Os momentos ‘kitsch’ – mau gosto no âmbito estético, apelo ao gosto popular – são fáceis de notar, sejam pelos ataques súbitos dos vampiros sedentos de sangue, suas caretas monstruosas, mas principalmente, pela canastrice de seu protagonista, interpretado por Ian Somerhalder, que nesta série assume várias funções: ator, diretor, além de ser um dos produtores executivos.

O galã que ficou mundialmente famoso pela série teen sobrenatural The Vampire Diaries (sempre no mundo dos vampiros!), tem o melhor dos dois lados em Apocalipse V. Uma vez que, encena situações vividamente tensas, ao passo que escorrega na galhofa com suas expressões faciais. Assim, pode ser levado a sério, mas nem tanto. Confuso, não? Mas estranhamente, funciona.

E, tal êxito só ocorre devido um ótimo contraponto na série da dupla Laurin/Davis. Adrian Holmes, que faz o papel do líder do movimento dos vampiros, apresenta uma performance extraordinária, ainda mais se pensarmos no tipo de material e texto abordados nesta produção original Netflix.

Apocalipse V acerta ao espalhar deflexões por toda a trama, visto que temos personagens que lembram um dos vampiros mais celebrados da literatura, no caso, Lestat, que foi criado pela escritora Anne Rice, e encontrado nas Crônicas Vampirescas, que foram matéria-prima de filmes, como: o sensual Entrevista com o Vampiro, e o estrambólico A Rainha dos Condenados.

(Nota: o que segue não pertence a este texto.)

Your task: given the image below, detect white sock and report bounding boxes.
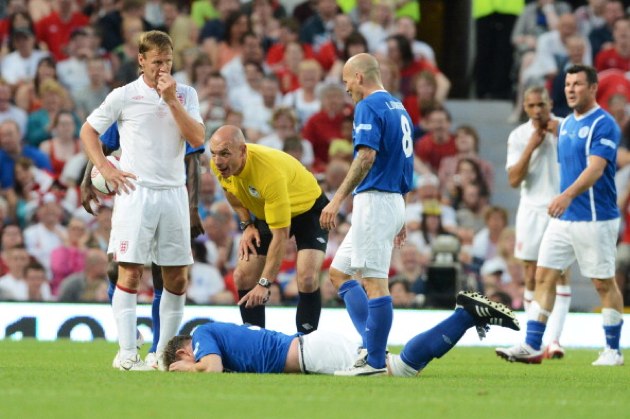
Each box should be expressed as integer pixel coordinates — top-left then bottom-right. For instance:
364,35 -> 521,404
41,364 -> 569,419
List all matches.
523,289 -> 534,314
527,300 -> 551,322
602,308 -> 623,326
112,286 -> 138,360
546,285 -> 571,344
156,288 -> 186,355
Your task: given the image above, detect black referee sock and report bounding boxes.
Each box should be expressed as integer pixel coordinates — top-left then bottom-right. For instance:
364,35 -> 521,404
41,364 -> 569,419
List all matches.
296,290 -> 322,334
238,289 -> 265,328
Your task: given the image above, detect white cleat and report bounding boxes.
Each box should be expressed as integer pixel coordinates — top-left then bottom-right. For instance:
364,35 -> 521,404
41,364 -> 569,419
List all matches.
592,348 -> 624,366
334,354 -> 387,376
145,352 -> 158,369
145,352 -> 167,371
112,331 -> 145,369
544,341 -> 565,360
496,343 -> 543,364
119,354 -> 155,371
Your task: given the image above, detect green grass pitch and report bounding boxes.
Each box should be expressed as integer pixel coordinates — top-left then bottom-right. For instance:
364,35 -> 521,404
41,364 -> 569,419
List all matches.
0,340 -> 627,419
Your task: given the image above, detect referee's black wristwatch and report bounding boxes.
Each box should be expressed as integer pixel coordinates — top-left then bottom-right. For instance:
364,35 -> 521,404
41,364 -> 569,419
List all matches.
239,219 -> 254,231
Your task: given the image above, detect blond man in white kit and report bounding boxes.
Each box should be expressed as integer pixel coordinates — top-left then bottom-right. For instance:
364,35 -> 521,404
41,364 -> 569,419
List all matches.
505,86 -> 571,358
80,31 -> 205,371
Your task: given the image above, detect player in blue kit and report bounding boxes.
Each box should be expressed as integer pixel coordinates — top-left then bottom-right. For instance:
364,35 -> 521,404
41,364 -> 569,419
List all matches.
497,65 -> 625,366
80,122 -> 205,369
164,291 -> 520,374
319,53 -> 414,376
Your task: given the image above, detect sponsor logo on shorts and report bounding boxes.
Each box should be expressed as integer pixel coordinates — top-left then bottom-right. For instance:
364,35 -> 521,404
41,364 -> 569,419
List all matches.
316,237 -> 326,244
120,241 -> 128,254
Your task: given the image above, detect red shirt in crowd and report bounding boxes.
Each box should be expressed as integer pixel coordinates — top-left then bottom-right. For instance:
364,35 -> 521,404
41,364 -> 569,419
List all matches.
35,11 -> 90,61
595,47 -> 630,73
399,59 -> 439,98
414,132 -> 457,172
302,106 -> 353,169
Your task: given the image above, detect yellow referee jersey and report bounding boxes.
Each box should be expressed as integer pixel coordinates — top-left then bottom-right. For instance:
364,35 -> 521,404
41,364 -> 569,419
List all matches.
211,144 -> 322,229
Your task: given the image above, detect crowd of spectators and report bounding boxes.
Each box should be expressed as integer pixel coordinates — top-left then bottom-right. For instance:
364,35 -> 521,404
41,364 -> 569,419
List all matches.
2,0 -> 630,311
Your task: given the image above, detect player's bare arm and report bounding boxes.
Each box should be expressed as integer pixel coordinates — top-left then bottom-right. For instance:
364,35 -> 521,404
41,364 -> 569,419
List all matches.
238,226 -> 289,308
320,146 -> 376,230
224,190 -> 261,259
80,144 -> 115,215
185,152 -> 205,238
548,155 -> 607,218
157,70 -> 205,148
79,122 -> 136,194
169,353 -> 223,373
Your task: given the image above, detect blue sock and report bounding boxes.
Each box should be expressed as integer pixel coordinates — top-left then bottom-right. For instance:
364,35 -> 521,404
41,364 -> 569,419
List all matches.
149,288 -> 162,353
338,280 -> 368,347
366,296 -> 393,369
107,281 -> 115,303
525,320 -> 546,350
604,320 -> 623,351
400,308 -> 475,370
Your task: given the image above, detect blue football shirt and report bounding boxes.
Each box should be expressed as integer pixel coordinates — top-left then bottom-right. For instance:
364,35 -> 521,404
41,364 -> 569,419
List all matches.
99,122 -> 204,155
557,106 -> 619,221
192,322 -> 296,373
352,91 -> 414,195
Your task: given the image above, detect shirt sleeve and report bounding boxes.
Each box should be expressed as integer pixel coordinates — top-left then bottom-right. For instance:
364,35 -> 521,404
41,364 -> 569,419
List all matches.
86,87 -> 124,134
505,129 -> 524,170
185,86 -> 204,124
589,117 -> 620,164
353,101 -> 381,152
192,325 -> 221,361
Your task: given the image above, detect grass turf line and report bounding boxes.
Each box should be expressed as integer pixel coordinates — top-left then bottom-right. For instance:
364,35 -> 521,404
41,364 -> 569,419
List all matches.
0,340 -> 626,419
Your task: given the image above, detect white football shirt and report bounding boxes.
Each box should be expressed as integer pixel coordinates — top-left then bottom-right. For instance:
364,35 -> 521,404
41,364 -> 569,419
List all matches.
87,76 -> 203,188
506,118 -> 561,209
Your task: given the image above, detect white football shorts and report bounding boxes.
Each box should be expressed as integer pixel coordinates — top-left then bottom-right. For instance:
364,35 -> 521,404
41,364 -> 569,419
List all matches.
299,330 -> 358,374
514,204 -> 550,261
108,184 -> 193,266
537,218 -> 619,279
331,191 -> 405,279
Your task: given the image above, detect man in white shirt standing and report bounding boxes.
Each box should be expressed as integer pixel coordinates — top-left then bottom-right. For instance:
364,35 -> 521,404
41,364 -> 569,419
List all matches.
504,86 -> 571,358
80,30 -> 205,371
0,27 -> 49,86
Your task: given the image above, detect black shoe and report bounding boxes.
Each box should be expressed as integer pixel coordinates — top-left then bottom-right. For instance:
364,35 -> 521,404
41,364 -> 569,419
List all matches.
456,291 -> 520,331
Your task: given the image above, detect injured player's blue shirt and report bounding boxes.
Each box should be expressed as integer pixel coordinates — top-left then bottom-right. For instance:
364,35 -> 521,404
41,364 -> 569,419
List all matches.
192,322 -> 296,373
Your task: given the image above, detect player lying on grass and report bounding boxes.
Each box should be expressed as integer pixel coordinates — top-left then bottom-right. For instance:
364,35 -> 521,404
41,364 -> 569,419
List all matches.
164,291 -> 520,376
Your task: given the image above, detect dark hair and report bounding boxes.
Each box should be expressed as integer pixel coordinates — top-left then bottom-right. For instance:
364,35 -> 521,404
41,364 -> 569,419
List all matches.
424,105 -> 452,122
566,64 -> 598,85
163,335 -> 193,371
191,54 -> 212,85
457,157 -> 490,199
25,260 -> 46,275
225,11 -> 249,46
456,125 -> 480,153
388,34 -> 414,68
279,17 -> 299,34
343,31 -> 368,60
7,11 -> 36,51
34,56 -> 58,95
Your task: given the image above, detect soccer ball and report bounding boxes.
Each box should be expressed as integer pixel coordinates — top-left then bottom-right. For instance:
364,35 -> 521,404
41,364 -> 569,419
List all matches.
90,156 -> 120,195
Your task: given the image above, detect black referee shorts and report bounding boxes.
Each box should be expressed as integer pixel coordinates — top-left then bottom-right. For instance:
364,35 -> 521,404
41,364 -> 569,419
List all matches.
253,193 -> 329,255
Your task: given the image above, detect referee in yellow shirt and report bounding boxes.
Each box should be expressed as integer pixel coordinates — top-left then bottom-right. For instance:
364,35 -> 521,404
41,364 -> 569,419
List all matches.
209,125 -> 329,333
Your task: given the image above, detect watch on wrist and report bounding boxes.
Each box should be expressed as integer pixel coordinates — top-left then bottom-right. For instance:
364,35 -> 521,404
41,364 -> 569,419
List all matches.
258,277 -> 271,288
239,220 -> 254,231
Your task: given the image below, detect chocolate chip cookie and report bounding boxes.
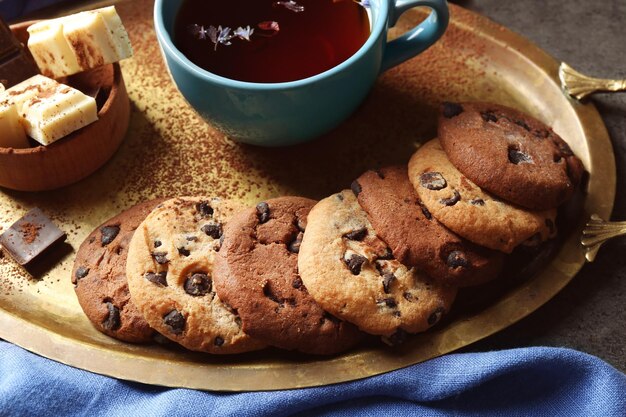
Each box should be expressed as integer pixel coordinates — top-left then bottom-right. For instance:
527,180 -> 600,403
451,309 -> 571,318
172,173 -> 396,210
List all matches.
213,197 -> 363,355
438,102 -> 584,210
72,199 -> 163,343
126,197 -> 266,354
408,139 -> 557,253
298,190 -> 457,342
352,166 -> 503,287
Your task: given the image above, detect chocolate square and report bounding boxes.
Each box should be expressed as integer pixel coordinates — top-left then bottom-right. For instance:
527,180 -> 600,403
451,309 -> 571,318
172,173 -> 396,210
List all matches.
0,16 -> 20,58
0,51 -> 40,88
0,208 -> 66,265
0,16 -> 40,88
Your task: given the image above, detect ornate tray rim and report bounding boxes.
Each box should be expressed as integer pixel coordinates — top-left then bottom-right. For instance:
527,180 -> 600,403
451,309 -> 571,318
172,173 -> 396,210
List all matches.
0,3 -> 615,391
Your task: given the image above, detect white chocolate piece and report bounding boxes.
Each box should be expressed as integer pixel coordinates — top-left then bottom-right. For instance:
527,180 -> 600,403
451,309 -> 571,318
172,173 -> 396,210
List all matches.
4,75 -> 57,111
27,19 -> 81,79
0,97 -> 29,148
98,6 -> 133,59
27,6 -> 133,79
5,74 -> 98,145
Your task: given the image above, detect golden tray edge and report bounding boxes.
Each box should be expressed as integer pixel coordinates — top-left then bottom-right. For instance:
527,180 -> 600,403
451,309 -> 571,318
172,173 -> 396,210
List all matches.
0,1 -> 615,391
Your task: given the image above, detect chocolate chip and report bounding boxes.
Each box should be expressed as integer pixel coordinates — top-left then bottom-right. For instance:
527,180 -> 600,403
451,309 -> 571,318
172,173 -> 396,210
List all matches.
145,271 -> 167,286
350,180 -> 362,196
508,147 -> 533,164
385,328 -> 407,346
403,292 -> 415,302
377,298 -> 397,308
75,266 -> 89,280
419,202 -> 432,220
420,172 -> 447,190
100,225 -> 120,246
292,276 -> 303,289
256,202 -> 270,224
382,274 -> 395,293
447,251 -> 469,269
480,111 -> 498,123
375,169 -> 385,179
336,193 -> 344,201
440,190 -> 461,206
553,154 -> 562,163
177,247 -> 191,257
469,199 -> 485,206
344,254 -> 367,275
515,119 -> 531,131
102,302 -> 120,331
427,306 -> 446,326
163,310 -> 185,334
288,232 -> 303,253
375,260 -> 388,275
385,298 -> 397,308
186,235 -> 198,242
196,201 -> 214,218
214,336 -> 224,346
184,273 -> 212,296
154,240 -> 162,248
263,281 -> 281,304
343,227 -> 367,241
442,102 -> 463,118
201,222 -> 222,239
152,252 -> 168,264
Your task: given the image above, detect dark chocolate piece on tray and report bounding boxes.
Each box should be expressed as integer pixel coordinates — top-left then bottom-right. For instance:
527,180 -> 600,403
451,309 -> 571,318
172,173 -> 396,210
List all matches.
0,208 -> 67,265
0,16 -> 40,88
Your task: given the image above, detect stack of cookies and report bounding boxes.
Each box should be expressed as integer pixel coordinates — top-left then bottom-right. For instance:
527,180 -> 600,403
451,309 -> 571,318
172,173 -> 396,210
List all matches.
71,102 -> 584,355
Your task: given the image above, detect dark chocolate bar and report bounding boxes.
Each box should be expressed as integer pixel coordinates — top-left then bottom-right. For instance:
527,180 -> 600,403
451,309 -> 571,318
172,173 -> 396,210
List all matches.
0,16 -> 19,57
0,16 -> 39,88
0,208 -> 66,265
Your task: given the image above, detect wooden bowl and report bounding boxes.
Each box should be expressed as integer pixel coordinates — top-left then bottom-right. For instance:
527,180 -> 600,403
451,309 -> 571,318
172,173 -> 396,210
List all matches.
0,21 -> 130,192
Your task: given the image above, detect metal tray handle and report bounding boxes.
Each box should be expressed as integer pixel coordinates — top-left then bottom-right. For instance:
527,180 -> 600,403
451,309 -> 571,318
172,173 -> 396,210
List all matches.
560,63 -> 626,100
581,214 -> 626,262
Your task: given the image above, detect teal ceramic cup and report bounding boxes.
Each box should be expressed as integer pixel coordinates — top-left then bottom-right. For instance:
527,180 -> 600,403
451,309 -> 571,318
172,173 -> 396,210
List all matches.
154,0 -> 449,146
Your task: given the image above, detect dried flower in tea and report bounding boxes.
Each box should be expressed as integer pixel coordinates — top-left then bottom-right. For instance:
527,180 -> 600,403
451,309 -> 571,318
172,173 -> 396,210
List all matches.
273,1 -> 305,12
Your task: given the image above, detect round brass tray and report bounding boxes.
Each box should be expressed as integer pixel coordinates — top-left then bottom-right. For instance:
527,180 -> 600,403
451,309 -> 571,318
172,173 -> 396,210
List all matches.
0,1 -> 614,391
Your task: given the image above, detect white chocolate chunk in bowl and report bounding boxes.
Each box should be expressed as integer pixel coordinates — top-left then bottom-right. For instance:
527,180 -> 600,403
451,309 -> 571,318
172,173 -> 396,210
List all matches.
27,6 -> 133,78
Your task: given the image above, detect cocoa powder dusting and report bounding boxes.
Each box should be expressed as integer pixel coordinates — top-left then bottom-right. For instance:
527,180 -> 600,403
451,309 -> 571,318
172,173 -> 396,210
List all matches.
20,222 -> 41,244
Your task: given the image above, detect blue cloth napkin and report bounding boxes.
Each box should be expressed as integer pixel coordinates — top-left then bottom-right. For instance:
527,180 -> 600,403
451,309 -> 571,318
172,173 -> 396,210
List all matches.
1,341 -> 624,417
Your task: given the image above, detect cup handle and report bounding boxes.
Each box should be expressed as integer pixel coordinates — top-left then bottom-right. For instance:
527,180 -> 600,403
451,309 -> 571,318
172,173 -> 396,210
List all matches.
381,0 -> 449,72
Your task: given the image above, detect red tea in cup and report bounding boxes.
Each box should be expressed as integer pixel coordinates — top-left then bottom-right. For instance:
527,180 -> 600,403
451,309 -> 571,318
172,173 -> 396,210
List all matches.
174,0 -> 370,83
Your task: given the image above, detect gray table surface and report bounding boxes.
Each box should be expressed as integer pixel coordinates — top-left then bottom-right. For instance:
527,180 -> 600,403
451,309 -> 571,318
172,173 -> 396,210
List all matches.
22,0 -> 626,372
452,0 -> 626,372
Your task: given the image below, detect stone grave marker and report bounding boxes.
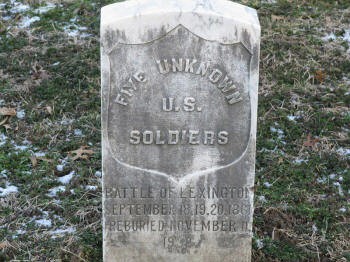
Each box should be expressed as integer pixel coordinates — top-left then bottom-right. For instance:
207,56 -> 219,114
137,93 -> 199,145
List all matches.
101,0 -> 260,261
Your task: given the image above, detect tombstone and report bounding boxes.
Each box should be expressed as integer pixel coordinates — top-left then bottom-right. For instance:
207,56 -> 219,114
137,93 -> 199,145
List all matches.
101,0 -> 260,261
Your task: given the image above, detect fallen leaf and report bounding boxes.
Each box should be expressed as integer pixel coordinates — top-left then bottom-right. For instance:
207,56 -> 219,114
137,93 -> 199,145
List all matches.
69,146 -> 94,161
2,124 -> 11,130
37,157 -> 53,163
32,70 -> 49,81
0,241 -> 9,249
31,156 -> 53,166
0,107 -> 16,116
314,70 -> 326,83
303,134 -> 320,148
30,156 -> 38,167
31,61 -> 50,81
46,106 -> 53,115
0,108 -> 16,126
271,15 -> 284,22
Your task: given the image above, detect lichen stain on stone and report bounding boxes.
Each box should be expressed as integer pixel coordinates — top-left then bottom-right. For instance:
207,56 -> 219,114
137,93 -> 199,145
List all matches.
241,29 -> 252,51
251,44 -> 260,70
104,28 -> 127,49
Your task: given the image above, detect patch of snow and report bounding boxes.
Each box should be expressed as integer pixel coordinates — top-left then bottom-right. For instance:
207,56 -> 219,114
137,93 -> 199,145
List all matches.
16,109 -> 25,119
34,3 -> 56,14
312,224 -> 318,233
18,16 -> 40,28
294,158 -> 308,164
50,226 -> 76,239
339,207 -> 346,213
95,171 -> 102,178
323,30 -> 350,45
270,126 -> 285,144
53,199 -> 61,204
34,152 -> 46,157
1,170 -> 7,178
333,182 -> 344,196
0,182 -> 19,197
22,139 -> 31,145
80,32 -> 92,38
263,182 -> 272,188
35,218 -> 52,227
12,228 -> 27,239
256,238 -> 264,249
53,215 -> 63,222
13,144 -> 30,151
0,133 -> 7,147
317,177 -> 327,184
56,164 -> 64,172
47,186 -> 65,197
16,229 -> 26,235
259,147 -> 286,157
342,29 -> 350,43
57,171 -> 74,184
337,148 -> 350,157
85,185 -> 97,191
56,158 -> 68,172
260,147 -> 274,153
2,16 -> 11,21
270,126 -> 284,136
10,2 -> 30,13
64,28 -> 79,37
338,176 -> 343,182
61,118 -> 74,125
74,129 -> 83,137
258,195 -> 267,203
329,173 -> 337,180
287,115 -> 298,122
52,62 -> 60,66
88,142 -> 93,146
70,189 -> 75,195
0,3 -> 6,10
322,32 -> 337,42
63,23 -> 91,38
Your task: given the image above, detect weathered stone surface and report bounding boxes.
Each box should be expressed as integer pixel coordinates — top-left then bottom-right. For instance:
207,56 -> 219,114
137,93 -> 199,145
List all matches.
101,0 -> 260,261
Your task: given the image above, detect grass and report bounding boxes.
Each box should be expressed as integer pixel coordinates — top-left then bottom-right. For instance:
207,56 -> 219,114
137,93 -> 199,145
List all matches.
0,0 -> 349,261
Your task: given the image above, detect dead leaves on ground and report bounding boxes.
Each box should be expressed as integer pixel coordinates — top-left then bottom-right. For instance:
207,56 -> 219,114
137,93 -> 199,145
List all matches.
45,106 -> 53,115
0,107 -> 16,117
0,241 -> 9,249
0,107 -> 16,127
68,146 -> 94,161
31,62 -> 50,82
314,70 -> 326,84
303,134 -> 320,148
30,146 -> 95,167
30,155 -> 54,167
16,62 -> 50,93
271,15 -> 285,22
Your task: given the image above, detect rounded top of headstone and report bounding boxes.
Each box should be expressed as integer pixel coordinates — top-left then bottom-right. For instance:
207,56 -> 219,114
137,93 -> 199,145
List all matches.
101,0 -> 260,48
101,0 -> 260,28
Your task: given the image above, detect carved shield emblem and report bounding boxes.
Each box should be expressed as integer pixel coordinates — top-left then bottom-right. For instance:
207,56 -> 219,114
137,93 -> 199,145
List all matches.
106,25 -> 252,179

O isolamento físico de Mila Dubov (Laura Vandervoort), e a solidão filosófica de Michael Fayne são atributos que contribuem no engajamento da série, que nesta primeira temporada ronda questões sociais e políticas mais do que a ação.

Mas, pela cena final de Apocalipse V, conclui-se que vem uma segunda temporada por aí! E, seja de forma mais severa ou apelativa, certamente, iremos acompanhar a progressão destas personagens que tem a sensatez de perceber que o jogo muda ao longo dos dias. Talvez, na próxima, teremos menos diplomacia, e mais o que o título original da série Netflix propõe.